Does vaping lead to smoking?
There are many major studies that conclude that youth that use e-cigarettes are more likely to use conventional cigarettes:
- The National Academies of Sciences, Engineering, and Medicines report concludes that “There is substantial evidence that e-cigarette use increases risk of ever using combustible tobacco cigarettes among youth and young adults.”
- The Propel Centre for Population Health at the University of Waterloo found that students who vape are at twice the risk for smoking conventional cigarettes
- “Since e-cigarettes came on the market there has been a debate about whether their use may lead to cigarette smoking,” said Bruce Baskerville, co-author on the study and a researcher at the Propel Centre for Population Health Impact at the University of Waterloo. “The answer among adolescents is yes.”
- The Centre for Disease Control states that “Young people who use e-cigarettes may be more likely to smoke cigarettes in the future.”
What laws affect e-cigarettes?
Provincially: The Smoke-Free Ontario Act regulates the use of cigarettes, e-cigarettes, and medicinal cannabis use. You have to be 19 years of age to purchase an e-cigarette in Ontario.

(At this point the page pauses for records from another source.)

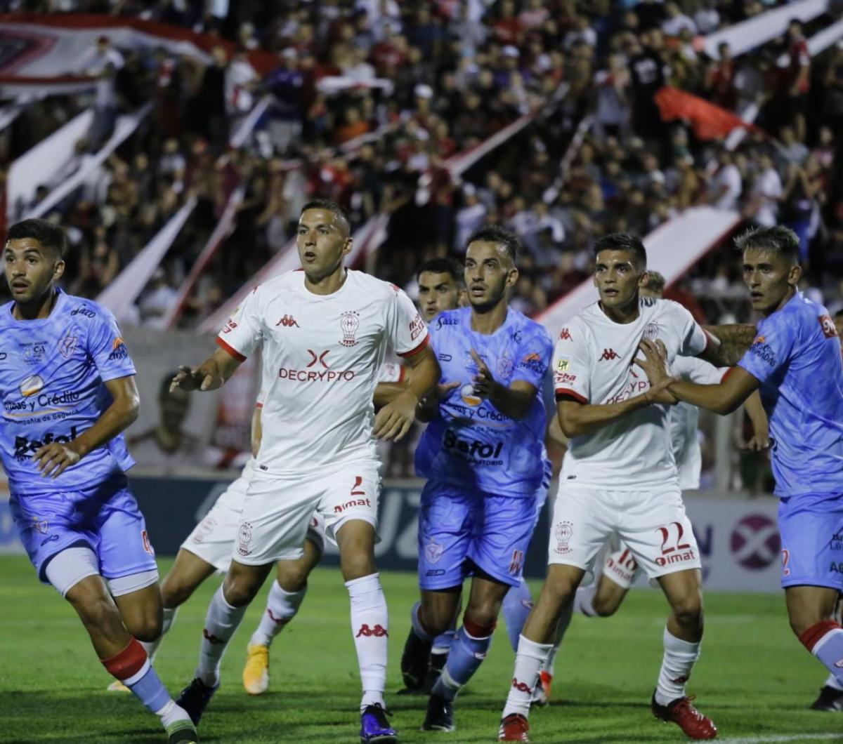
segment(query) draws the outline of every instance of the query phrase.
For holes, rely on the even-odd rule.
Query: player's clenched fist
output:
[[[71,465],[78,463],[82,455],[73,449],[72,442],[60,444],[54,442],[40,447],[32,459],[37,463],[42,478],[58,478]]]

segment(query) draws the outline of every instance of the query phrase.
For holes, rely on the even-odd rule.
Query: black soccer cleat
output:
[[[819,688],[819,697],[811,704],[812,710],[840,713],[843,710],[843,692],[829,685]]]
[[[412,628],[401,653],[401,677],[408,690],[421,690],[427,676],[427,664],[432,644],[419,638]]]
[[[454,703],[440,695],[431,695],[427,700],[427,714],[422,724],[422,731],[455,731]]]
[[[213,697],[213,693],[219,689],[219,685],[209,688],[198,677],[195,677],[186,688],[185,688],[175,704],[184,708],[187,715],[191,716],[191,720],[195,725],[199,725],[199,721],[207,707],[208,703]]]

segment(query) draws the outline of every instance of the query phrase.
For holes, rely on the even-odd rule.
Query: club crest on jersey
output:
[[[648,323],[644,326],[644,338],[654,341],[658,338],[658,326],[655,323]]]
[[[445,546],[440,545],[432,538],[430,542],[424,546],[424,557],[428,563],[438,563],[442,554],[445,552]]]
[[[39,375],[30,375],[20,383],[20,394],[24,398],[30,398],[36,393],[40,393],[44,389],[44,378]]]
[[[78,343],[78,338],[77,336],[72,336],[67,334],[61,341],[58,342],[58,351],[65,359],[70,359],[73,356],[73,352],[76,351],[76,345]]]
[[[354,337],[360,325],[360,313],[349,310],[340,316],[340,328],[342,329],[342,339],[340,344],[343,346],[356,346],[357,340]]]
[[[570,522],[561,522],[553,531],[556,538],[556,547],[554,550],[560,555],[566,555],[571,552],[571,538],[574,533],[574,526]]]

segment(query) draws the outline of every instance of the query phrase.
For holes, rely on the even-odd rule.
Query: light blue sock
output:
[[[433,685],[432,693],[440,695],[446,700],[453,700],[457,697],[459,688],[480,668],[491,644],[491,633],[485,638],[475,638],[464,626],[460,628],[454,640],[451,652],[448,655],[445,668]]]
[[[509,587],[507,596],[503,597],[502,609],[503,618],[507,623],[507,634],[513,650],[517,652],[521,630],[527,622],[529,611],[533,609],[533,595],[524,579],[518,586]]]

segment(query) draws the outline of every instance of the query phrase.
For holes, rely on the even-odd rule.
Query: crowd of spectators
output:
[[[481,223],[511,227],[525,246],[514,302],[526,313],[588,278],[596,238],[643,235],[687,207],[712,204],[739,211],[746,224],[792,227],[808,267],[804,288],[834,312],[843,306],[843,49],[812,56],[806,38],[841,8],[832,3],[827,13],[793,22],[784,37],[742,55],[722,45],[711,59],[699,43],[785,4],[0,3],[4,10],[137,15],[219,39],[207,64],[160,49],[114,50],[101,40],[88,62],[104,79],[96,94],[33,104],[4,135],[4,153],[13,158],[94,106],[102,115],[78,143],[70,172],[107,139],[116,114],[153,103],[135,134],[54,215],[77,248],[69,288],[95,297],[196,198],[139,302],[140,320],[151,325],[175,302],[175,287],[238,187],[244,198],[234,233],[191,293],[185,325],[287,249],[301,206],[316,196],[341,203],[355,227],[389,215],[387,239],[367,267],[401,286],[411,285],[427,258],[459,257]],[[276,60],[262,77],[250,63],[255,51]],[[728,147],[700,139],[689,123],[663,120],[654,99],[663,86],[754,119],[758,128]],[[263,96],[271,103],[254,135],[241,148],[228,147]],[[464,172],[450,167],[454,156],[535,111],[531,124]],[[19,216],[52,185],[19,206]],[[726,244],[673,296],[700,319],[749,317]]]

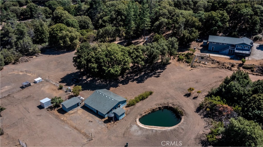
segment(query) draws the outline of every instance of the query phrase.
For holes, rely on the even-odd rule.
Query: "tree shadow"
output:
[[[61,114],[64,115],[67,113],[67,112],[63,110],[62,107],[57,110],[57,111],[59,113]]]
[[[256,49],[258,50],[263,51],[263,44],[260,44],[257,47]]]
[[[127,84],[130,82],[142,83],[150,77],[159,77],[169,64],[159,65],[154,71],[150,70],[150,67],[146,67],[144,70],[137,72],[136,67],[132,67],[127,75],[123,77],[120,83],[124,85]]]
[[[41,54],[44,55],[58,55],[73,52],[75,50],[73,48],[70,48],[68,47],[51,46],[42,48]]]
[[[43,107],[42,107],[42,106],[41,106],[41,105],[38,105],[37,106],[37,107],[39,109],[39,110],[41,110],[41,109],[44,109],[44,108],[43,108]]]
[[[202,144],[202,146],[210,146],[209,143],[206,139],[201,140],[200,141],[201,141],[199,143]]]
[[[144,70],[137,72],[136,67],[132,67],[125,75],[118,79],[112,80],[95,77],[89,74],[85,75],[84,72],[77,71],[67,74],[60,78],[59,83],[64,83],[66,86],[81,86],[83,91],[94,91],[104,89],[109,90],[112,88],[117,88],[120,84],[125,85],[134,82],[142,83],[150,77],[159,77],[166,69],[168,65],[158,65],[155,71],[150,70],[148,67],[146,67]],[[74,78],[79,79],[79,82],[72,81],[72,80]]]
[[[190,93],[188,93],[185,94],[184,95],[184,97],[185,97],[187,98],[189,98],[191,96],[191,94]]]

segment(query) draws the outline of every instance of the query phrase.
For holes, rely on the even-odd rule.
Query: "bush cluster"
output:
[[[253,69],[256,67],[256,65],[244,65],[242,66],[242,68],[244,69]]]
[[[129,107],[134,106],[140,101],[145,100],[148,98],[149,96],[153,93],[153,92],[151,91],[145,91],[141,94],[140,94],[134,99],[132,99],[129,100],[127,104],[127,107]]]

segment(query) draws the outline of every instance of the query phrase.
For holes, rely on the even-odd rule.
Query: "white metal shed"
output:
[[[40,102],[40,105],[44,108],[51,105],[51,100],[48,98],[45,98],[39,101]]]
[[[35,83],[38,83],[42,81],[42,79],[41,77],[39,77],[34,80]]]

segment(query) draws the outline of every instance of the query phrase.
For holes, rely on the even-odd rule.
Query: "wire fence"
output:
[[[55,117],[58,118],[60,118],[60,119],[59,119],[61,120],[61,121],[62,121],[65,123],[67,124],[68,125],[70,126],[72,128],[75,129],[80,134],[86,137],[86,138],[87,139],[87,140],[85,142],[81,143],[81,144],[82,146],[83,145],[84,145],[85,144],[88,143],[88,142],[93,140],[93,137],[92,136],[92,133],[91,133],[90,134],[89,134],[88,133],[87,133],[87,132],[83,128],[82,129],[81,127],[80,126],[76,125],[74,123],[72,123],[71,122],[69,122],[69,121],[67,121],[67,119],[63,119],[63,117],[62,118],[60,118],[60,117],[62,117],[61,115],[57,113],[56,112],[55,112],[55,111],[54,110],[52,110],[52,109],[48,109],[47,110],[48,110],[48,111],[50,112],[51,114],[53,114],[54,115],[55,115]]]
[[[47,76],[45,75],[42,75],[42,74],[39,74],[36,72],[35,72],[34,71],[31,70],[25,70],[23,69],[12,69],[12,70],[11,71],[9,70],[8,71],[8,70],[5,70],[4,71],[2,70],[0,72],[0,73],[1,73],[1,74],[0,74],[0,77],[1,78],[4,78],[4,77],[5,76],[9,74],[19,72],[23,72],[28,74],[31,74],[31,76],[36,77],[39,77],[41,78],[42,79],[43,79],[43,80],[45,81],[49,82],[58,87],[59,87],[59,85],[60,84],[58,82],[56,82],[54,81],[53,80],[50,78],[49,78],[49,76]],[[31,82],[31,83],[32,84],[34,82],[34,81],[29,81],[29,82]],[[1,94],[0,95],[0,98],[2,98],[8,95],[9,94],[10,94],[13,93],[17,92],[18,91],[22,90],[23,89],[24,89],[24,88],[22,87],[19,87],[18,86],[17,87],[14,87],[8,90],[8,91],[7,90],[6,90],[4,92],[1,92]],[[67,88],[64,87],[62,88],[62,89],[65,91],[68,91],[68,89],[67,89]],[[70,94],[70,93],[69,93],[69,94]]]

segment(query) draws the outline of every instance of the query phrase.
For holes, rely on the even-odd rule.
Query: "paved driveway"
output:
[[[255,43],[254,44],[254,46],[252,48],[249,60],[263,59],[263,44]]]

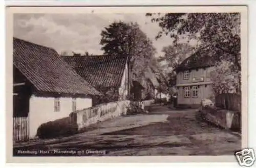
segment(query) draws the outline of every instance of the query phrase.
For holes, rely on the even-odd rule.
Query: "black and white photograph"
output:
[[[13,14],[12,156],[235,159],[241,11],[99,11]]]

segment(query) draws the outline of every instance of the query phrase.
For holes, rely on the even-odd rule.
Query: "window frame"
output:
[[[59,98],[54,98],[53,106],[53,110],[54,112],[60,111],[60,100]]]
[[[193,86],[191,87],[191,95],[192,98],[198,98],[198,86]],[[195,95],[196,93],[196,95]]]
[[[184,98],[190,98],[191,95],[190,86],[185,86],[184,87]]]
[[[189,79],[190,71],[189,70],[186,70],[183,73],[183,80],[187,80]]]
[[[72,111],[76,111],[76,98],[72,98]]]

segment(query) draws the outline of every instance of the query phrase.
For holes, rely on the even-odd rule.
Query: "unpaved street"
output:
[[[105,121],[74,136],[15,145],[14,149],[80,149],[129,156],[226,155],[241,149],[239,135],[199,121],[197,110],[156,106],[151,111]]]

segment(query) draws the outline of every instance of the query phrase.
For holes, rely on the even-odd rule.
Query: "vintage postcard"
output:
[[[8,162],[253,164],[246,6],[10,7],[7,22]]]

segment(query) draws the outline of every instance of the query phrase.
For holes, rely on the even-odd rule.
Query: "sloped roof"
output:
[[[101,94],[59,58],[54,49],[15,37],[13,43],[14,65],[37,90]]]
[[[127,59],[123,56],[104,55],[61,57],[77,74],[96,88],[99,86],[119,87]]]
[[[199,49],[178,66],[176,70],[196,69],[214,66],[223,51],[217,47],[206,47]]]

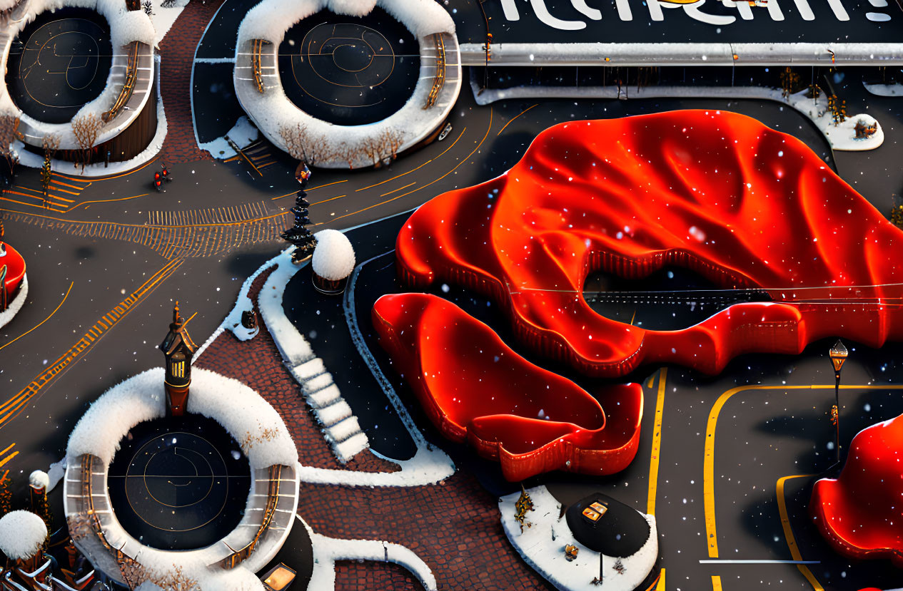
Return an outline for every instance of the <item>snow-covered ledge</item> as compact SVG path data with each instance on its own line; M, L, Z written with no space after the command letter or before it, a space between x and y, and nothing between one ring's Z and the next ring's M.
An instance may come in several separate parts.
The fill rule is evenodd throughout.
M649 523L649 539L639 550L626 559L620 559L624 568L619 574L614 567L618 559L600 556L574 540L562 514L561 503L545 486L536 486L526 491L533 499L534 510L527 512L524 531L514 518L515 503L520 493L503 496L498 502L502 528L505 535L524 559L543 577L562 591L633 591L646 579L658 559L658 531L656 518L641 513ZM532 525L526 526L529 522ZM564 547L576 546L577 558L568 562ZM602 560L602 584L593 585L599 577L599 561Z
M334 589L337 560L372 560L394 562L417 577L426 591L436 591L436 577L424 560L409 548L378 540L337 540L315 533L311 526L296 515L307 529L313 549L313 572L308 589Z
M25 298L28 297L28 274L22 276L22 282L19 284L19 291L13 298L13 301L9 302L6 306L6 309L0 312L0 328L3 328L10 323L13 317L15 316L22 307L25 305Z
M276 54L285 32L299 21L322 9L338 14L364 16L377 5L407 27L417 38L420 78L410 98L386 119L365 125L336 125L299 109L285 95L278 72ZM444 46L445 82L435 104L424 109L439 61L433 35L440 35ZM252 42L258 39L270 43L267 52L261 55L264 93L257 90L252 66ZM330 145L339 149L328 151L328 157L321 156L316 161L316 165L323 168L348 167L349 160L342 155L345 148L351 148L357 152L351 160L351 166L372 166L374 160L367 155L364 146L368 143L377 142L386 133L400 134L400 145L394 152L404 152L427 137L445 120L461 91L461 58L454 23L434 0L263 0L248 11L242 21L236 48L233 82L242 108L261 133L282 150L287 151L280 133L284 126L294 128L301 125L311 136L327 138Z
M95 141L95 145L102 143L126 129L144 109L153 92L154 51L153 45L156 32L151 19L143 10L128 11L122 0L23 0L21 8L14 13L8 26L0 32L0 57L5 69L10 48L26 24L46 11L56 11L71 6L88 8L99 13L110 27L110 43L113 47L113 60L107 77L107 86L97 98L82 106L76 114L78 118L88 114L98 117L108 110L116 102L126 79L128 55L124 48L132 42L138 42L138 75L132 97L119 114L104 124ZM41 147L44 136L55 134L60 138L60 149L74 150L80 146L72 134L70 124L49 124L38 121L16 106L5 83L0 84L0 113L12 113L20 118L19 131L25 143Z
M253 573L265 566L288 537L298 505L298 453L279 413L244 383L214 372L195 368L188 411L213 419L241 445L248 458L252 484L244 516L222 540L195 550L167 551L144 546L129 535L112 511L107 486L107 469L119 441L139 422L165 415L163 370L154 368L114 386L82 416L70 436L66 456L63 509L70 531L97 515L101 536L73 534L76 545L95 568L123 583L111 548L136 561L151 579L181 567L202 591L263 589L244 586L256 580ZM271 469L281 466L279 494L269 525L248 558L234 568L222 564L236 549L246 548L264 519ZM89 494L90 498L86 496ZM88 513L88 511L93 513ZM145 586L145 588L154 588Z

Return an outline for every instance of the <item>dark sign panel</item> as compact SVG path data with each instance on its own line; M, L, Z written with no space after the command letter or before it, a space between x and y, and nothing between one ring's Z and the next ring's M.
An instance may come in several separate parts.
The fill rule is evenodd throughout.
M682 0L683 2L683 0ZM897 0L449 0L462 43L899 43ZM484 13L485 11L485 13ZM485 17L484 17L485 14ZM876 48L877 49L877 48Z

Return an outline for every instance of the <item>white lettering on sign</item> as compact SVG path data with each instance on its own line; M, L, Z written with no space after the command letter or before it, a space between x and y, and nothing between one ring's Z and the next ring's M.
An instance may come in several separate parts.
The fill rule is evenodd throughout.
M719 0L714 0L719 1ZM728 8L736 8L740 19L751 21L754 17L752 10L753 3L749 0L720 0ZM809 0L793 0L796 7L796 12L804 21L814 21L815 14L812 12ZM879 6L883 2L887 5L887 0L869 0L874 6ZM520 13L517 10L517 0L501 0L502 14L507 21L519 21ZM586 28L586 23L580 20L563 20L554 16L545 5L545 0L529 0L533 14L543 24L558 29L559 31L580 31ZM712 14L703 12L702 8L706 0L697 0L692 3L675 4L667 0L645 0L645 4L649 9L649 18L653 21L664 21L665 14L662 8L683 8L684 14L690 18L716 26L725 26L737 22L737 17L725 14ZM598 8L593 8L587 4L587 0L571 0L571 5L574 10L592 21L602 20L602 12ZM768 17L772 21L783 21L784 12L781 10L779 0L760 0L756 2L757 6L764 6L768 9ZM842 0L828 0L834 17L838 21L849 21L850 14L843 7ZM618 10L618 18L621 21L632 21L633 13L630 11L629 0L615 0L615 7ZM869 20L889 20L889 15L880 13L870 13Z

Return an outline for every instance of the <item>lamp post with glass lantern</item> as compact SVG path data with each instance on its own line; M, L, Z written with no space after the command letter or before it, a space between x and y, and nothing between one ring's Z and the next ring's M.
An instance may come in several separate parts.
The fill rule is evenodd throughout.
M843 346L843 343L838 338L834 346L828 351L831 357L831 365L834 368L834 407L831 409L831 422L834 424L834 448L837 450L837 461L834 466L841 463L841 370L843 368L843 362L846 361L850 352Z

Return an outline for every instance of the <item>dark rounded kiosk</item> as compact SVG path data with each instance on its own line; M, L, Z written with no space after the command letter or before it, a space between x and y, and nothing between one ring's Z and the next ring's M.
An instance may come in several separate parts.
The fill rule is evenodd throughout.
M600 493L568 507L565 519L581 544L621 559L639 551L651 531L648 522L636 509Z
M420 48L380 7L363 17L328 10L302 19L279 46L286 97L339 125L381 121L400 109L420 78Z

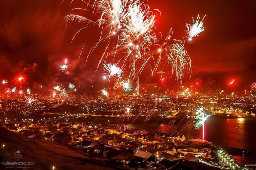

Locally: Bylaw 18-114 prohibits the use of e-cigarettes in most public spaces including at parks, playgrounds, beaches, splash pads, and sports fields. Fines can be levied by Tobacco Enforcement Officers, police officers, and bylaw officers. The Townships of Selwyn, Douro-Dummer, and Cavan Monaghan also have bylaws that protect residents and visitors from second-hand smoke and vapour.